JCCNetwork.Id – Juru Bicara Kantor Komunikasi Kepresidenan (PCO), Dedek Prayudi, menyatakan bahwa Presiden Prabowo Subianto tetap berkomitmen penuh terhadap kelanjutan pembangunan Ibu Kota Nusantara (IKN) di Kalimantan Timur. Hal ini disampaikan Dedek, yang akrab disapa Uki, dalam sebuah acara di Bandung, Jawa Barat, Sabtu (17/1).
“Saya tegaskan komitmen Presiden Prabowo terhadap IKN itu tidak lebih rendah daripada komitmen Presiden Jokowi (Joko Widodo),” kata Dedek di Bandung, Jawa Barat, Sabtu.
Ia mengungkapkan bahwa pemerintah terus memantau perkembangan IKN, termasuk melalui kunjungan langsung ke lokasi pada akhir Desember 2024. Kunjungan tersebut bertujuan untuk memastikan kelanjutan pembangunan infrastruktur di wilayah tersebut.
“Salah satu yang paling dikebut adalah pembangunan Masjid Nusantara, itu akan menjadi salah satu milestone dan tidak ada perlambatan, itu tidak ada.

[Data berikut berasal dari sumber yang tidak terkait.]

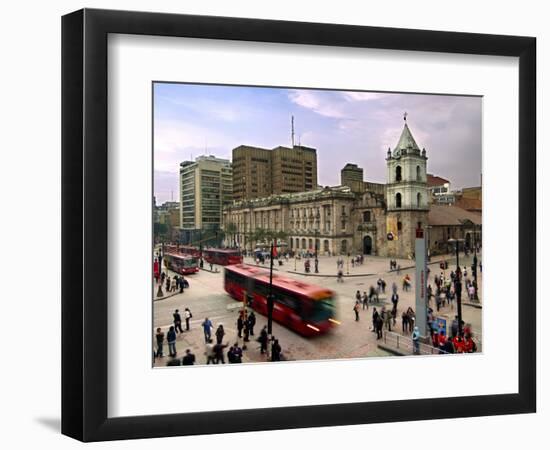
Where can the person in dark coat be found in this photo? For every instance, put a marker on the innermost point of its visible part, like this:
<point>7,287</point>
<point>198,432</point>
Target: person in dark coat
<point>379,325</point>
<point>263,340</point>
<point>177,321</point>
<point>218,353</point>
<point>171,338</point>
<point>251,323</point>
<point>220,333</point>
<point>160,343</point>
<point>188,359</point>
<point>375,317</point>
<point>276,351</point>
<point>240,324</point>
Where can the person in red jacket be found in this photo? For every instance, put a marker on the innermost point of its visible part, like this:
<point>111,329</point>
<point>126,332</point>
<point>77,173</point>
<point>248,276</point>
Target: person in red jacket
<point>469,345</point>
<point>458,343</point>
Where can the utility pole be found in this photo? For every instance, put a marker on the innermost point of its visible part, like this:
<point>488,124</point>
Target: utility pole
<point>292,130</point>
<point>270,304</point>
<point>458,286</point>
<point>474,266</point>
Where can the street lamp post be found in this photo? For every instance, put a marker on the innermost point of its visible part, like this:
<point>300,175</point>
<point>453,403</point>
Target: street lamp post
<point>474,266</point>
<point>316,232</point>
<point>160,255</point>
<point>458,286</point>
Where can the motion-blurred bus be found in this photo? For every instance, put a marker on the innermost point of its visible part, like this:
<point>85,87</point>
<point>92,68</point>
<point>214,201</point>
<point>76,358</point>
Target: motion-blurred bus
<point>182,264</point>
<point>305,308</point>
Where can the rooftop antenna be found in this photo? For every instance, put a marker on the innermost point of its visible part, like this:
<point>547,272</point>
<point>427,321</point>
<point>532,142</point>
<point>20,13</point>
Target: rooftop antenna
<point>292,130</point>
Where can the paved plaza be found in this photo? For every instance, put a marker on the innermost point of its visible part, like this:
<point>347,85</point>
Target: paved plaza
<point>206,297</point>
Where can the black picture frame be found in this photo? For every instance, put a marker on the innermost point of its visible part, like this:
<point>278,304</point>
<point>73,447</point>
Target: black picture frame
<point>84,224</point>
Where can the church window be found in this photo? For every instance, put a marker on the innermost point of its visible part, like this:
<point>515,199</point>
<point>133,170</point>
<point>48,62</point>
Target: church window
<point>398,200</point>
<point>398,173</point>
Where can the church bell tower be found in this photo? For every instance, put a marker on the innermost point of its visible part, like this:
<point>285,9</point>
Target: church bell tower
<point>407,194</point>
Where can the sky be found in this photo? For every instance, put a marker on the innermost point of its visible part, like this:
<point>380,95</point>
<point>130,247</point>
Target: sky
<point>344,126</point>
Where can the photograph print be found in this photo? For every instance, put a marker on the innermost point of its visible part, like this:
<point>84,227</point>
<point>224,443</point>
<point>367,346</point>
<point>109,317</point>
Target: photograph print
<point>294,224</point>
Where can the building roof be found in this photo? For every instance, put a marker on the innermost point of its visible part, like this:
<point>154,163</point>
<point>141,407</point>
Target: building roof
<point>451,215</point>
<point>469,204</point>
<point>406,140</point>
<point>434,180</point>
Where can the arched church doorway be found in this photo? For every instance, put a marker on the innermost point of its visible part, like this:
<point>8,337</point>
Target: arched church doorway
<point>367,245</point>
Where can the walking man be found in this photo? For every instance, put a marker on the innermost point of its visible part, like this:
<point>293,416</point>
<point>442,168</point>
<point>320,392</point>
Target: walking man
<point>177,321</point>
<point>263,340</point>
<point>207,327</point>
<point>251,322</point>
<point>160,343</point>
<point>171,338</point>
<point>188,316</point>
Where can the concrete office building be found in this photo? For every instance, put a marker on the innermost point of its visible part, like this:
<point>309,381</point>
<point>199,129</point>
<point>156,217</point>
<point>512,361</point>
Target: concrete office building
<point>205,188</point>
<point>260,172</point>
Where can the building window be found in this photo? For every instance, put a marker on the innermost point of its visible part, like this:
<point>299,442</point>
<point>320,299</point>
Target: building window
<point>398,173</point>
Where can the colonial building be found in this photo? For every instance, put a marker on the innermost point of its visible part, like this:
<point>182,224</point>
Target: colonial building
<point>357,216</point>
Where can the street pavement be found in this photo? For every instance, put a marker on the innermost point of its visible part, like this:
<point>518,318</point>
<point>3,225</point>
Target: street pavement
<point>206,297</point>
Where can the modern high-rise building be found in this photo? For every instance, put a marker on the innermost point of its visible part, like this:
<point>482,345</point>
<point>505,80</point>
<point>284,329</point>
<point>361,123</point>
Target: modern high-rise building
<point>205,188</point>
<point>260,172</point>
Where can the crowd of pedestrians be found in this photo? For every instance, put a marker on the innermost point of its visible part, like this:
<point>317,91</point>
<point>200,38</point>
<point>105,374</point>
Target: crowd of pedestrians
<point>217,349</point>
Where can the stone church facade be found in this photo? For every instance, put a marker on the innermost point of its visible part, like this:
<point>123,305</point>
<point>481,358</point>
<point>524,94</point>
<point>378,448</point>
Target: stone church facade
<point>368,218</point>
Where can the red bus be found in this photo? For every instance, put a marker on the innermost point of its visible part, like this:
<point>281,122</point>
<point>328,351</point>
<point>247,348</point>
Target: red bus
<point>222,256</point>
<point>182,264</point>
<point>305,308</point>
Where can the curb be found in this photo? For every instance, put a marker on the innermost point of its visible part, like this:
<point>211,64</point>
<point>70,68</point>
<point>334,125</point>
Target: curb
<point>392,350</point>
<point>166,297</point>
<point>473,305</point>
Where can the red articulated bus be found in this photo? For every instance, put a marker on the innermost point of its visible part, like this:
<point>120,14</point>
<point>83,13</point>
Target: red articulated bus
<point>182,264</point>
<point>305,308</point>
<point>222,256</point>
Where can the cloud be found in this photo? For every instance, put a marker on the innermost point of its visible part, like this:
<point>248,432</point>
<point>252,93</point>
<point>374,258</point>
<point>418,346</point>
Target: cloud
<point>362,96</point>
<point>316,102</point>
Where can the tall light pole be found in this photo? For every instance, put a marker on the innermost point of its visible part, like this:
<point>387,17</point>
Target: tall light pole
<point>458,285</point>
<point>474,266</point>
<point>316,251</point>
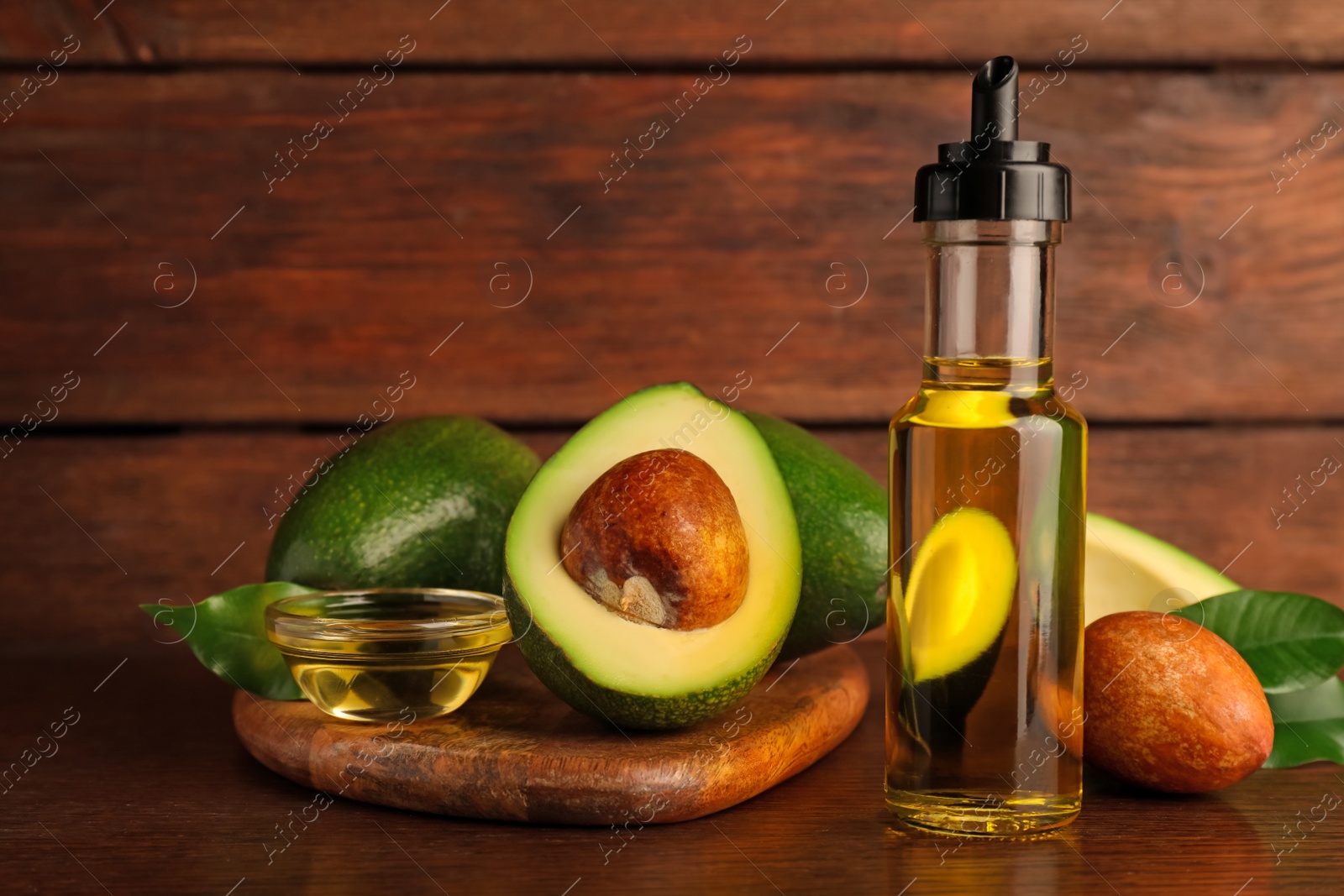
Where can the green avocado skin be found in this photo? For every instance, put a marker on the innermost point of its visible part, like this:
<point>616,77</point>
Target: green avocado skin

Yang ada hanya pembangunan IKN, yang tadinya 100 persen APBN, lama-lama proporsi APBN memang harus dikurangi,” ujarnya.
Menurut Uki, kalangan investor, baik domestik maupun internasional, telah menunjukkan kepercayaan terhadap keseriusan pemerintah dalam membangun IKN. Meskipun demikian, ia mengakui bahwa proses penanaman modal untuk proyek tersebut tidak terlalu diekspos ke publik.
Uki juga menepis anggapan bahwa proyek strategis nasional (PSN) yang dimulai di era Presiden Joko Widodo telah dihapus di bawah pemerintahan Presiden Prabowo.
Menurutnya, pemerintah saat ini lebih mengutamakan program “Hasil Terbaik Cepat” (PHTC) yang terdiri atas delapan prioritas utama, termasuk pengembangan sumber daya manusia.
“Di eranya Pak Prabowo itu bukan proyek strategis nasional, tapi yang ada adalah PHTC dan itu ada delapan yang fokusnya di SDM. (PSN) tidak dihapus, cuma tidak digembar-gemborkan, kan setiap orang punya signature masing-masing ya,” ucap Uki.
Pernyataan ini sekaligus menegaskan keberlanjutan program pembangunan strategis di era kepemimpinan baru, dengan penekanan pada efisiensi dan manfaat maksimal bagi masyarakat.